Tutorial

Health Check Endpoints untuk CAPTCHA Solver Workers

CAPTCHA solver worker Anda tampak hidup — prosesnya berjalan — namun belum berhasil menyelesaikan task dalam 10 menit. API key mungkin habis, atau worker terjebak dalam satu loop. Tanpa health check, orkestrator terus mengarahkan pekerjaan ke worker yang sudah mati. Health endpoints memungkinkan load balancer dan Kubernetes mendeteksi masalah dan melakukan rerouting.

Tiga Jenis Health Check

Check Pertanyaan Respons kegagalan
Liveness Apakah prosesnya berjalan? Restart container
Readiness Apakah bisa menerima pekerjaan? Hentikan routing traffic
Dependency Apakah layanan upstream baik-baik saja? Degradasi dengan graceful

Python: Health Check Endpoint Flask

import requests
import time
import threading
from flask import Flask, jsonify
from dataclasses import dataclass, field

API_KEY = "YOUR_API_KEY"
RESULT_URL = "https://ocr.captchaai.com/res.php"

app = Flask(__name__)


@dataclass
class WorkerHealth:
    """Tracks worker health metrics."""
    started_at: float = field(default_factory=time.monotonic)
    last_solve_at: float = 0.0
    total_solved: int = 0
    total_failed: int = 0
    consecutive_failures: int = 0
    balance: float | None = None
    balance_checked_at: float = 0.0
    _lock: threading.Lock = field(default_factory=threading.Lock)
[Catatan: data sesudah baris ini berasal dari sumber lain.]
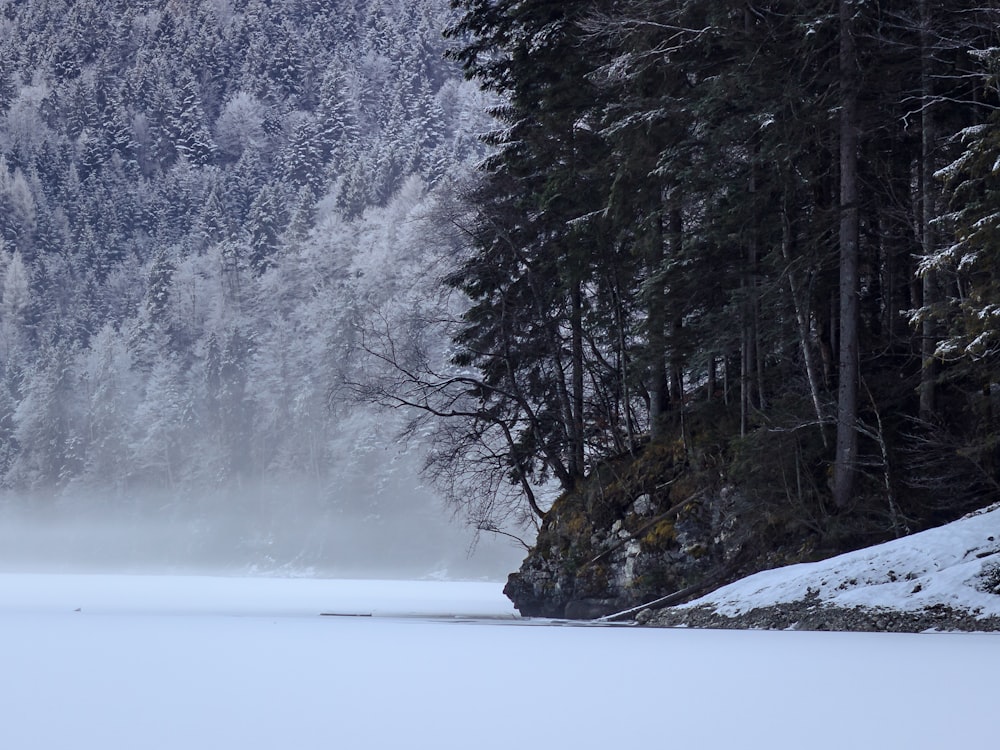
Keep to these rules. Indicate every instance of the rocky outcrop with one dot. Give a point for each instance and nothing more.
(810, 614)
(639, 528)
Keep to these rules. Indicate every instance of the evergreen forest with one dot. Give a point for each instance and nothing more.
(761, 234)
(201, 203)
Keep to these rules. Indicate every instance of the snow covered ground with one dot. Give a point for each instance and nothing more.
(145, 662)
(956, 565)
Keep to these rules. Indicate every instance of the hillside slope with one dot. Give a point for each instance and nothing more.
(946, 578)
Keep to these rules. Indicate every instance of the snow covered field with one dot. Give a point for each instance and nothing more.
(145, 662)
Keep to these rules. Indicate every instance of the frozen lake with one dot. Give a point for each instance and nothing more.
(187, 662)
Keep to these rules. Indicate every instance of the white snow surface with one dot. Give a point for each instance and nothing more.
(106, 662)
(938, 566)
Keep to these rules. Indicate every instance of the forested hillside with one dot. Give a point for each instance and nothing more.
(761, 235)
(200, 205)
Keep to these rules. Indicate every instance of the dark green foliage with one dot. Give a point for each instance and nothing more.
(661, 221)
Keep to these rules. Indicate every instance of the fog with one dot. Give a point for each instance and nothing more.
(379, 527)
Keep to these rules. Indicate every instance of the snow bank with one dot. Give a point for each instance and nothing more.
(942, 566)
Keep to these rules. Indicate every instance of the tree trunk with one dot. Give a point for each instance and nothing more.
(802, 319)
(577, 377)
(928, 340)
(656, 320)
(845, 460)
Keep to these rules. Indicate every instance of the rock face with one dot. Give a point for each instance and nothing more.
(639, 528)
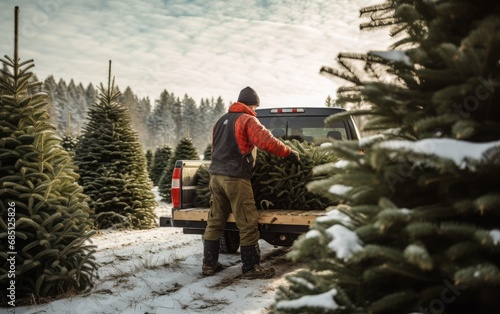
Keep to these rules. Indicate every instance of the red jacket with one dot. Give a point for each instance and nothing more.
(250, 133)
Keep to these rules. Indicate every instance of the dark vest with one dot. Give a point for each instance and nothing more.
(227, 158)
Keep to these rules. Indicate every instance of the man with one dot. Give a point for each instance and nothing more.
(235, 137)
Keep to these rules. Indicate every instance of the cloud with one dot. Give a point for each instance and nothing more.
(202, 48)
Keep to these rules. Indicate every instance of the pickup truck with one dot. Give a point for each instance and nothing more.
(277, 227)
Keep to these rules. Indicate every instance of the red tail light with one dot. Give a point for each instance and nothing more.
(176, 188)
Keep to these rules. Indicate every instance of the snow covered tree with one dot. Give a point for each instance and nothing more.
(417, 230)
(112, 166)
(45, 215)
(160, 162)
(184, 150)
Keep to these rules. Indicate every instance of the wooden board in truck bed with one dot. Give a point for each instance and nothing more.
(283, 217)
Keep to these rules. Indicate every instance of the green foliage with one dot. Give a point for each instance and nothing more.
(45, 215)
(207, 154)
(427, 225)
(160, 163)
(279, 184)
(112, 167)
(184, 150)
(69, 142)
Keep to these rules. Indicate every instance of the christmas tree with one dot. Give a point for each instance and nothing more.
(184, 150)
(45, 222)
(112, 166)
(160, 162)
(417, 230)
(149, 160)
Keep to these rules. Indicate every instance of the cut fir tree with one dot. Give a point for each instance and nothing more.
(277, 183)
(419, 228)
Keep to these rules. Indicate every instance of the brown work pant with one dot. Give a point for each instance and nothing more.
(229, 194)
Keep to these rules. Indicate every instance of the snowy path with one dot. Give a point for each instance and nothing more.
(159, 271)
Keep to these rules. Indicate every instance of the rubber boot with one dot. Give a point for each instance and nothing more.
(211, 263)
(250, 257)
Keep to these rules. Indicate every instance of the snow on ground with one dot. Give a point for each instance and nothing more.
(159, 271)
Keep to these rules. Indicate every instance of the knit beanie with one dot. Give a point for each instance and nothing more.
(249, 97)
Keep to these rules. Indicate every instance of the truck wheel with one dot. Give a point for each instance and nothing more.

    def record_success(self):
        with self._lock:
            self.total_solved += 1
            self.last_solve_at = time.monotonic()
            self.consecutive_failures = 0

    def record_failure(self):
        with self._lock:
            self.total_failed += 1
            self.consecutive_failures += 1

    @property
    def success_rate(self) -> float:
        total = self.total_solved + self.total_failed
        return self.total_solved / total if total > 0 else 1.0

    @property
    def seconds_since_last_solve(self) -> float:
        if self.last_solve_at == 0:
            return time.monotonic() - self.started_at
        return time.monotonic() - self.last_solve_at


health = WorkerHealth()

# Thresholds
MAX_CONSECUTIVE_FAILURES = 10
MAX_SECONDS_WITHOUT_SOLVE = 600  # 10 minutes
MIN_BALANCE = 1.0


def check_balance() -> float | None:
    """Check CaptchaAI balance."""
    now = time.monotonic()
    # Cache balance for 60 seconds
    if health.balance is not None and now - health.balance_checked_at < 60:
        return health.balance

    try:
        resp = requests.get(RESULT_URL, params={
            "key": API_KEY, "action": "getbalance", "json": 1,
        }, timeout=10).json()
        health.balance = float(resp.get("request", 0))
        health.balance_checked_at = now
        return health.balance
    except Exception:
        return health.balance  # Return cached value on error


@app.route("/health/live")
def liveness():
    """Liveness probe — is the process responsive?"""
    return jsonify({"status": "ok", "uptime_s": int(time.monotonic() - health.started_at)}), 200


@app.route("/health/ready")
def readiness():
    """Readiness probe — can the worker accept tasks?"""
    issues = []

    # Check consecutive failures
    if health.consecutive_failures >= MAX_CONSECUTIVE_FAILURES:
        issues.append(f"consecutive_failures={health.consecutive_failures}")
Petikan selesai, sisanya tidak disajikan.